The main limitations of the study were the sample size, the use of only textured anatomical prostheses belonging to a single brand, the short follow-up, and the retrospective study design [41]. Although the use of ADM has already been described in the literature as a favorable factor in the reduction in capsular contracture, the underlying mechanisms are still under investigation [42]. Then, consider that only three types of dermal matrix from two different brands were used in the study. Furthermore, the patients were not randomly distributed but were placed into the two groups based on specific characteristics. We believe that further prospective studies with larger case series and longer follow-ups are needed to confirm the efficacy of this reconstructive approach as we found it, or even its superiority over conventional methods. An analysis of the costs associated with the use of ADM and the need for a ‘double surgery’ would appear to be useful to confirm the applicability of this procedure, although the characteristics of each individual patient must be considered [43].

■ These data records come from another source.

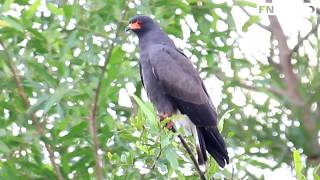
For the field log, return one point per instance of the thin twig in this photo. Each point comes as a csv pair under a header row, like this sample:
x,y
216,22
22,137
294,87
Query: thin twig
x,y
26,102
188,149
291,80
93,112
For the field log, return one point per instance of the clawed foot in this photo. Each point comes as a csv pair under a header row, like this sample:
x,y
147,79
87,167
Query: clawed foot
x,y
163,116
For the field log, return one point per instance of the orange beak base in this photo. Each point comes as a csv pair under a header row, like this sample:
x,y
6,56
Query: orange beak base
x,y
134,26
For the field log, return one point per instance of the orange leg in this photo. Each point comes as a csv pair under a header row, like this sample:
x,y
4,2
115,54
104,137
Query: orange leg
x,y
163,116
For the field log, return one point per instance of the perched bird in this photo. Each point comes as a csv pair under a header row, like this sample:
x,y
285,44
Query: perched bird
x,y
174,86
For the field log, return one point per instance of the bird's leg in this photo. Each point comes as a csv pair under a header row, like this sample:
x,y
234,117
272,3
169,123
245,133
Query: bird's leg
x,y
165,115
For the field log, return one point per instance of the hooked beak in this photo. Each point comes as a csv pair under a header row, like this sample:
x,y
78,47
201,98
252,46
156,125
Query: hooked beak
x,y
133,26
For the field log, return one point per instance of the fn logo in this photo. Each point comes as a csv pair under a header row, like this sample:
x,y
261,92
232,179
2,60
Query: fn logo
x,y
271,9
266,9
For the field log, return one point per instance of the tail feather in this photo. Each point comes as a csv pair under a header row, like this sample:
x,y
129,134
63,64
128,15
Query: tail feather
x,y
215,145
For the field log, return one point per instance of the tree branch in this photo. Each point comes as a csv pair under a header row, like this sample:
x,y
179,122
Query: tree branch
x,y
312,31
291,81
185,145
93,113
26,102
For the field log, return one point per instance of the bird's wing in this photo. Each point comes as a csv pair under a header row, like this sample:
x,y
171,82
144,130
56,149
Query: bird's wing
x,y
140,69
182,83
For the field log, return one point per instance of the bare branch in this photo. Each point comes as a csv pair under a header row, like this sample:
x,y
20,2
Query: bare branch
x,y
291,81
93,113
26,102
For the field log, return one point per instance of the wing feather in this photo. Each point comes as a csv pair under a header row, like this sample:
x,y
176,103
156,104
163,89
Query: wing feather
x,y
182,82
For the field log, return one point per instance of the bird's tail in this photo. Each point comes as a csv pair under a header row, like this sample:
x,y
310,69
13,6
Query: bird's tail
x,y
211,140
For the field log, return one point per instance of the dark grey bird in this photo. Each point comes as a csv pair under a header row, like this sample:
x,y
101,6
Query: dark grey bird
x,y
174,86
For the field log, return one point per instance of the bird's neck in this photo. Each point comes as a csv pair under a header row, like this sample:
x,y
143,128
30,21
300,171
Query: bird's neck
x,y
154,37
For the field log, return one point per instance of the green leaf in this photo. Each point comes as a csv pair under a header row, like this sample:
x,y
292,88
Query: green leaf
x,y
7,4
13,23
32,9
172,157
316,172
4,148
56,97
55,10
298,165
151,119
40,102
252,20
221,121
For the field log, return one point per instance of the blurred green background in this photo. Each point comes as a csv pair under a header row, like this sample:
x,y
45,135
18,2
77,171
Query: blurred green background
x,y
68,73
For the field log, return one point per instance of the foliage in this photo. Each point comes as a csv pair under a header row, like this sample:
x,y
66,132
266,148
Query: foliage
x,y
55,56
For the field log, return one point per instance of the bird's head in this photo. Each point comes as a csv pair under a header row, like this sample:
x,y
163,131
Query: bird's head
x,y
141,24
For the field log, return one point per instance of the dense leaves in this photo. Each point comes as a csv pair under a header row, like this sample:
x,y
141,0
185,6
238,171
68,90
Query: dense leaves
x,y
57,55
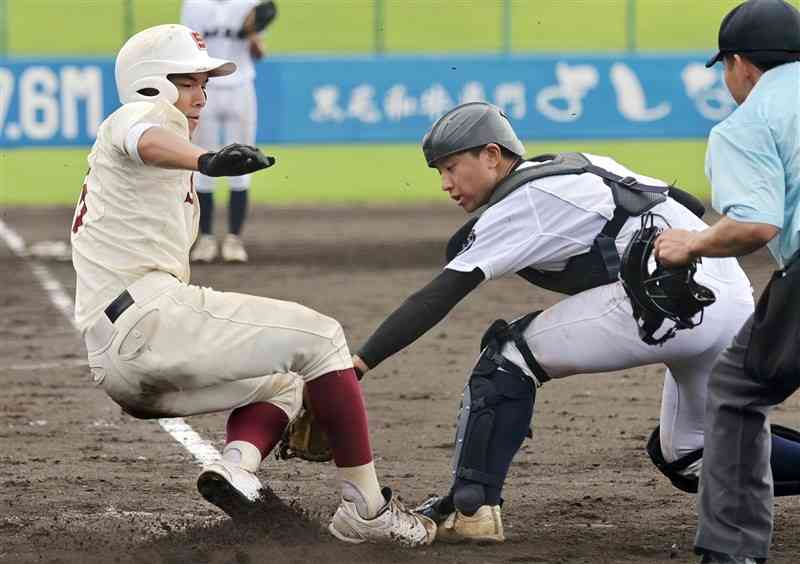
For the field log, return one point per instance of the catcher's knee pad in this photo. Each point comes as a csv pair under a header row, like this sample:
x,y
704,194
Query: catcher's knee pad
x,y
494,419
284,391
684,473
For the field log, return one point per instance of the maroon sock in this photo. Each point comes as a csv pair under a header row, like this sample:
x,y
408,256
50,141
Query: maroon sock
x,y
338,405
261,424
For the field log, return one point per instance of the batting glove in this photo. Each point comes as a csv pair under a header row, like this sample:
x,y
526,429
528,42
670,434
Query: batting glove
x,y
233,160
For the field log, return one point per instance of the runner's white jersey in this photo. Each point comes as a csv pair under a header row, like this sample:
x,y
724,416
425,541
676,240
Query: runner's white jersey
x,y
131,218
219,21
548,221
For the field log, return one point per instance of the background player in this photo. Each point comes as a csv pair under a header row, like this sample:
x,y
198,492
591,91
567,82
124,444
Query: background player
x,y
161,347
538,230
230,31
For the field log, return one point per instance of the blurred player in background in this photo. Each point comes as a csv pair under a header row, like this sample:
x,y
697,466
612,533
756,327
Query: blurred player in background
x,y
232,30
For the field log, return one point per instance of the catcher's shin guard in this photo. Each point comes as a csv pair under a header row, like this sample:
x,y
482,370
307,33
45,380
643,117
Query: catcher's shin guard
x,y
684,473
494,419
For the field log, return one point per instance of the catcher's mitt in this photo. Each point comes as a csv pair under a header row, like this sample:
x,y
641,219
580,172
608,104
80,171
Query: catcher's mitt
x,y
304,438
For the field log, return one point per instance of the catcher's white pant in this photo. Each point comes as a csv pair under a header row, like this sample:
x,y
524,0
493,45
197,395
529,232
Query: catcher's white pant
x,y
184,350
594,331
229,117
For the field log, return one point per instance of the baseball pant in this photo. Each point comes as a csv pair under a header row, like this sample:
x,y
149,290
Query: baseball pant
x,y
185,350
735,504
594,331
229,117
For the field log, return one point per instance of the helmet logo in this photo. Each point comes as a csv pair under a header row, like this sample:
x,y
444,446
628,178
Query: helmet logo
x,y
470,240
198,38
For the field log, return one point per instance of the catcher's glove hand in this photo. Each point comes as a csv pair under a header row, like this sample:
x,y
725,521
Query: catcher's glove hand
x,y
304,438
233,160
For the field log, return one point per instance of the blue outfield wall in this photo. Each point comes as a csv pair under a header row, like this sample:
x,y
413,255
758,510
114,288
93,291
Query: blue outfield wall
x,y
61,102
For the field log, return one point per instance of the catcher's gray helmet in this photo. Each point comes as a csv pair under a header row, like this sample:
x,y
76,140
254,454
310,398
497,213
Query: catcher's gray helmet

Finally, it should be remembered that the results obtained refer to a selected group of patients with well-defined characteristics and may therefore not be applicable to a more heterogeneous group of patients.

Conclusion

Two-stage breast reconstruction with expander and ADM is a recently introduced technique, but one that is gaining ground due to the advantages that the use of biological matrices has on the outcomes of mastectomy patients associated with the use of an established technique such as skin expansion. Our pilot study confirmed how the use of ADM allows for good reconstructive results in patients who would have had contraindications to reconstruction in the past. In terms of periprosthetic capsular contracture, the main outcome of the study, we noticed no significant differences compared to patients undergoing DTI reconstruction. In relation to minor complications, the complications seem to be superimposable in the one-stage reconstruction group (although there is an increased rate of seromas). Therefore, dual-stage pre-pectoral reconstruction with ADM appears to be a good reconstructive solution in patients with relative contraindications for one-stage heterologous reconstruction with definitive prosthesis and no desire for autologous reconstruction. Finally, the analysis of the patients’ postoperative satisfaction showed a medium-high degree of satisfaction with the results obtained.